Imagine time running down the page in the following example, and the main program actions are on the left and the subroutine actions are on the right.
MAIN SUBROUTINE YOUR_SUB
... something ..
... something ...
f_pthread_create(,,,YOUR_SUB,) start processing
sleep(10) ... calculate ...
... calculate ...
... calculate ...
f_pthread_kill()
... something ..
... something ...
Option 3
Abstract out the subroutines you want to call and place them into their own separate executables, then proceed as per my original answer below.

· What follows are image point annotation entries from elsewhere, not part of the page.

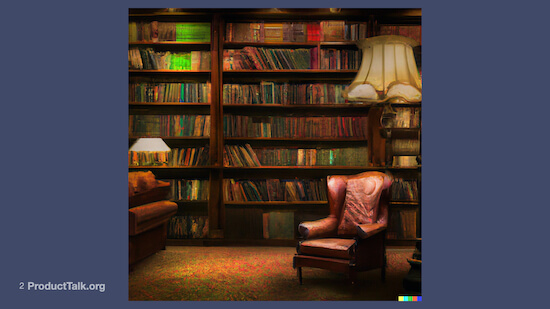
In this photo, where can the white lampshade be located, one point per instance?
(388, 71)
(149, 144)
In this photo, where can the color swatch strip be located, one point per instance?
(410, 298)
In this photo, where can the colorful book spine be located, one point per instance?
(189, 189)
(267, 92)
(261, 58)
(265, 190)
(170, 92)
(148, 59)
(246, 156)
(404, 190)
(169, 125)
(295, 127)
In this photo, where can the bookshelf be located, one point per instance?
(266, 87)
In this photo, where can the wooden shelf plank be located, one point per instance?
(169, 71)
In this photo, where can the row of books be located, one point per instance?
(406, 146)
(261, 58)
(402, 224)
(149, 158)
(265, 190)
(169, 125)
(189, 189)
(407, 117)
(339, 59)
(411, 31)
(405, 161)
(314, 31)
(185, 227)
(238, 155)
(294, 127)
(170, 92)
(404, 190)
(190, 156)
(149, 59)
(267, 92)
(154, 31)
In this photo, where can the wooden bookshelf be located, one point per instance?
(220, 213)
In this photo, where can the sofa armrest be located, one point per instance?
(319, 228)
(368, 230)
(148, 216)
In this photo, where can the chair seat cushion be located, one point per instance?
(328, 247)
(147, 216)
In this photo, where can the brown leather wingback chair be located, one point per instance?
(352, 238)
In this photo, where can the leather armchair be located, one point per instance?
(352, 238)
(148, 214)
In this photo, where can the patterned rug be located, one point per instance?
(255, 273)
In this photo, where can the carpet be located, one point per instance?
(255, 273)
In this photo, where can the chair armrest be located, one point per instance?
(319, 228)
(368, 230)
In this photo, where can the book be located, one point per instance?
(404, 190)
(295, 127)
(265, 190)
(262, 58)
(168, 125)
(412, 31)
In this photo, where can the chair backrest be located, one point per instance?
(366, 202)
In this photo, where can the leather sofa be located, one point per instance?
(149, 213)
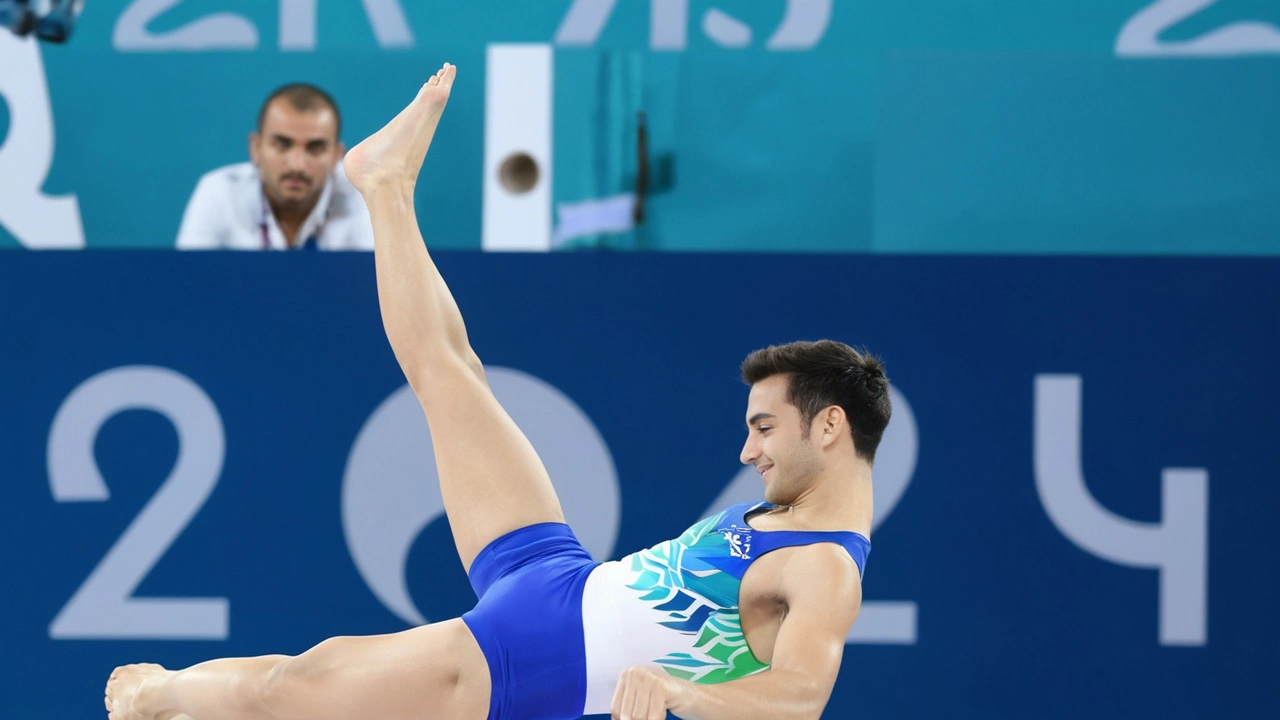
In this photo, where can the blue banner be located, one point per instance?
(215, 455)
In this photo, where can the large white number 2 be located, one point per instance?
(104, 605)
(228, 31)
(1141, 35)
(880, 621)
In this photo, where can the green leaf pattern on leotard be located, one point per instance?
(698, 598)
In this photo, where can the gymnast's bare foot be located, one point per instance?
(128, 692)
(392, 156)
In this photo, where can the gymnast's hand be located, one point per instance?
(647, 695)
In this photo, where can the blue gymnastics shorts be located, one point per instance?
(529, 621)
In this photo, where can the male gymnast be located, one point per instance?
(741, 618)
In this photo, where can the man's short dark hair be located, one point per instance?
(824, 373)
(302, 98)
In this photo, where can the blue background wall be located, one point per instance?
(1175, 358)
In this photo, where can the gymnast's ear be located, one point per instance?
(830, 424)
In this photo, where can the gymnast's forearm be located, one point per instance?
(232, 688)
(772, 695)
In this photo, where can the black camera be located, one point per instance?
(50, 21)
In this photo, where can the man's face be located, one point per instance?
(295, 151)
(777, 443)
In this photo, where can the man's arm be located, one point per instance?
(204, 222)
(823, 595)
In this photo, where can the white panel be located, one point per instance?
(517, 119)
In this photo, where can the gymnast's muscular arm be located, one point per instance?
(823, 595)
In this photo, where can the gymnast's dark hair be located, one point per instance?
(302, 98)
(827, 373)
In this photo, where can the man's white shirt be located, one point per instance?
(228, 210)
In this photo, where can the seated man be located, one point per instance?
(292, 195)
(741, 618)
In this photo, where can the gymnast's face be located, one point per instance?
(295, 151)
(778, 442)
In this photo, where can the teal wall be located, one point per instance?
(912, 126)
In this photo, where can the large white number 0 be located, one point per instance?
(104, 605)
(880, 621)
(1141, 35)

Whichever option you choose, you are going to have to think about how you get the results from the subroutine you are calling - will it store them in a file? Does the main program need to access them? Are they in global variables? The reason is that if you are going to follow options 2 or 3, there will not be a return value from the subroutine.
Original Answer
If you don't have timeout, you can do
call system('./run & sleep 10; kill $!')
Yes there is a way. take a look at the linux command timeout
# run command for 10 seconds and then send it SIGTERM kill message
# if not finished.
call system('timeout 10 ./run')
Example
# finishes in 10 seconds with a return code of 0 to indicate success.
sleep 10
# finishes in 1 second with a return code of `124` to indicate timed out.
timeout 1 sleep 10
You can also choose the type of kill signal you want to send by specifying the -s parameter. See man timeout for more info.